Despite its soundness, this solution still has its limitations. For instance, it remains vulnerable to gaming by generating exceedingly short translations. Consider the following two translations, both having the same weighted precision, yet the first one is evidently superior:

Machine Translation 1:: the cat is on the mat
Machine Translation 2:: the cat
Human Translation: the cat is on the mat

7. Brevity Penalty

To address the issue of generating excessively short sentences to achieve high scores, the concept of a brevity penalty is introduced. The rationale behind the brevity penalty is to penalize machine translations that are shorter than their human counterparts. This penalty is applied by multiplying a factor to the weighted precision. Otherwise, the factor remains 1.
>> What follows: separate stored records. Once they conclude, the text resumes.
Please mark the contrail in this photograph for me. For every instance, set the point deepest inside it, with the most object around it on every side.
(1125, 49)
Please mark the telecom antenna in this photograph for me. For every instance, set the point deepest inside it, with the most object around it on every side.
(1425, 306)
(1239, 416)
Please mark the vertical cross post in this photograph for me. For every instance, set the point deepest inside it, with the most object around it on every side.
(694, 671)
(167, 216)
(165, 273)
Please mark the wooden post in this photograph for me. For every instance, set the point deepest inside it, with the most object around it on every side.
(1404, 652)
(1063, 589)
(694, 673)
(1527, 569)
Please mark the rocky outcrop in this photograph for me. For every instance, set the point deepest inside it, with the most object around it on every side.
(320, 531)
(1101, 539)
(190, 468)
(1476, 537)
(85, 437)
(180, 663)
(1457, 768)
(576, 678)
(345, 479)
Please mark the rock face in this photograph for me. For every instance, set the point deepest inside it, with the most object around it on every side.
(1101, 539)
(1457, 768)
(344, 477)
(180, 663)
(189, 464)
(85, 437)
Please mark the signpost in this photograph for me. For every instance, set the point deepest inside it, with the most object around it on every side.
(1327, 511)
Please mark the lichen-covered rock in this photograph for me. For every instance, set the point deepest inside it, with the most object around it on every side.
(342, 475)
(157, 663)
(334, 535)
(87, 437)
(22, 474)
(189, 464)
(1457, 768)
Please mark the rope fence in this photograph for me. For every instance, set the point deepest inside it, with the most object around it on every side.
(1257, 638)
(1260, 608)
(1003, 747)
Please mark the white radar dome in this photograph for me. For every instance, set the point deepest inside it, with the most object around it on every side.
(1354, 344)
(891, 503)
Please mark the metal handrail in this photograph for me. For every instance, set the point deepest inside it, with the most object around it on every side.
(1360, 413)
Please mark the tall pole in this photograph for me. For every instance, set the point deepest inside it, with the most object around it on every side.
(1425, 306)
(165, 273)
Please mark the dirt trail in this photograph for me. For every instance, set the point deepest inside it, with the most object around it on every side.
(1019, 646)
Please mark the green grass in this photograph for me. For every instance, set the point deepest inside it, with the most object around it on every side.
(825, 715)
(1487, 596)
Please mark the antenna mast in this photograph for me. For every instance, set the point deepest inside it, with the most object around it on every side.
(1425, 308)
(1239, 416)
In essence, we require a function for the factor that always falls within the range $[0,1]$. It should be always decreasing in the range $ [0, \infty)$. An ideal candidate for such a function is the exponential function, as it always yields positive values and outputs numbers between 0 and 1 for inputs less than 1.

After some variation, the factor is defined as: $exp(1-\frac{Count(S_{ref})}{Count(S_{pred})})$ When the machine translation is shorter than the human translation, $1-\frac{\text{Count}(S_{\text{ref}})}{\text{Count}(S_{\text{pred}})}$ becomes negative, and the exponential function maps it to a value between 0 and 1. As the machine translation shortens, $1-\frac{\text{Count}(S_{\text{ref}})}{\text{Count}(S_{\text{pred}})}$ approaches negative infinity, and the exponential function converges towards 0. Conversely, when the machine translation is longer than the human translation, no penalty should be imposed. Therefore, the factor remains 1. Thus, the brevity penalty is defined as: $$ BP = \begin{cases} 1 & \text{if } Count(S_{pred}) > Count(S_{ref}) \\ \exp(1- \frac{Count(S_{ref})}{Count(S_{pred})}) & \text{if } Count(S_{pred}) \leq Count(S_{ref}) \end{cases}$$ Below is a code snippet for calculating the brevity penalty:

def brevity_penalty(pred: List[str], ref: List[str]) -> float:
        """
        Calculate the brevity penalty of the machine translation
        :param pred: List of words in the machine translation
        :param ref: List of words in the reference translation
        :return: brevity penalty
        """
        pred_len = len(pred)
        refs_len = [len(r) for r in refs]
        ref_len = min(refs_len)
        if pred_len > ref_len:
            return 1
        else:
            return exp(1 - ref_len / pred_len)

8. BLEU Score

Now that we have all the necessary components, we can calculate the BLEU score. The BLEU score is defined as: $$ BLEU = BP \times P$$ where $BP$ represents the brevity penalty and $P$ signifies the weighted precision using the logarithm. Typically, the BLEU score is computed for 1-gram to 4-gram.

9. Conclusion

In this article, we delved into the intuition behind the BLEU score. Beginning with precision, we explored its limitations and then introduced various enhancements such as modified precision, n-gram modified precision, weighted precision, and brevity penalty. While the BLEU score serves as a valuable metric for evaluating machine translation, it's important to acknowledge its imperfections. Hence, it's advisable to complement BLEU with other metrics when assessing machine translation quality.